When we moved to GA I decided to stay home full time with my 2year old son. After getting everything unpacked I found I had time on my hands. I am the sort of person who has to have something going on all the time, a definite multi-tasker. Once day I saw the yeast in the pantry and seeing that, coupled with getting tired of paying a fortune for a loaf of bread, started my adventure.
My first recipe was a french bread loaf I found on Allrecipes.......some would call it a doorstop, but I woul liken it more to one of those things that runs the length of the door to keep the draft out!........lol I took a home economics class in HS so I had made one loaf in my life, and knew to proof the yeast. The thing was so hard, but my dear husband choked it down anyway. After that I made another loaf to use the rest up and it was a little bit better.

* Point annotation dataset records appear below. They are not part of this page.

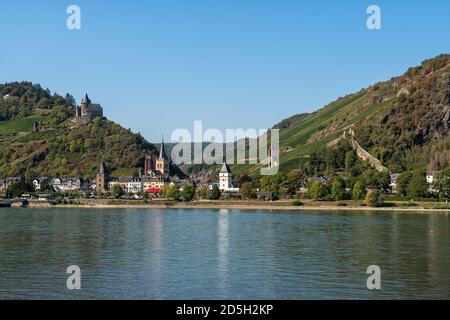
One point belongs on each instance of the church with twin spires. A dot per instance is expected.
(157, 165)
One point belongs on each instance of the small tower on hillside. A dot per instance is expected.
(225, 178)
(149, 164)
(85, 103)
(162, 163)
(100, 179)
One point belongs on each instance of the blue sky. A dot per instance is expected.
(159, 65)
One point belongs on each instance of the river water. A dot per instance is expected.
(222, 254)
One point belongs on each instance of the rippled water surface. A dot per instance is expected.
(227, 254)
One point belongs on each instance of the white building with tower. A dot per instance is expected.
(226, 179)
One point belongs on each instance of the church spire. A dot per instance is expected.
(162, 150)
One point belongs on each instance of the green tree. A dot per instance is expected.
(317, 191)
(173, 192)
(248, 191)
(418, 186)
(358, 192)
(402, 182)
(337, 189)
(350, 160)
(16, 189)
(213, 193)
(117, 191)
(442, 183)
(188, 193)
(294, 180)
(374, 198)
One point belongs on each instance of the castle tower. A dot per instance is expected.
(225, 178)
(162, 163)
(85, 103)
(100, 179)
(149, 164)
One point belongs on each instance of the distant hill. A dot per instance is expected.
(404, 122)
(58, 147)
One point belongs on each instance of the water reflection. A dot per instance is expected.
(230, 254)
(222, 248)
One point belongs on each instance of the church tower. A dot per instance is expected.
(225, 178)
(100, 179)
(85, 103)
(162, 163)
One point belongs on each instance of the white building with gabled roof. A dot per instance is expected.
(226, 179)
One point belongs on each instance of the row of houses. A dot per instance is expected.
(138, 184)
(430, 177)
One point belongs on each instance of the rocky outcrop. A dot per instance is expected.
(362, 153)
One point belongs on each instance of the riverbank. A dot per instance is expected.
(281, 205)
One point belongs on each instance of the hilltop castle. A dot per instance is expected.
(87, 111)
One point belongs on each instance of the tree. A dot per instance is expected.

My husband asked me if I could make some sourdough (lol errr yeah right) but to apease him I did some research online and found Mike's website for sourdough starter.............and found his basic white bread recipe. That was the first bread that I made that turned out really good............lol made it with bleached AP flour and rushed through the loaf, but something must have been right b/c it was gone in two days. A few days later he came home and wanted to know where the fresh bread was.............so now I make bread about every other day.
My husbands family all lives here on the East Coast and his father is in GA. He has become adicted to my bread and so now everywhere i go, i take yeast with me (buy it in bulk now of course).
I am definitely adicted to bread baking. My 2 year old is now a bread snob and makes "yack" sounds if offered bread from a bag at the grocery store. He even gets his own piece of dough to knead and mess with as he pleases (i'll take teh loaf being of by a few ounces).
This site has been awesome as well, you people are wonderfully helpful. Eric Hammer has helped me so much, it is nice to have someone to e-mail with my problems as they arise. Thanks Eric!
Cara,
Thanks for sharing your "how I got started" story. It is interesting to read how all of our experiences are similar. Baking is such an immediate gratification activity, the feeling of pride when you pull a well done loaf from the oven is very good for your self esteem.Learning the methods of this ancient craft is an honorable endeavor.
Hearing you are a military family makes me all the more happy you are finding success here Cara. I have the highest respect for the commitment's you and your husband are making for all of us. My most sincere wishes for a safe and healthy New Year to you, your family and all that are serving.
I've enjoyed chatting with you Cara and look forward to see your work this year.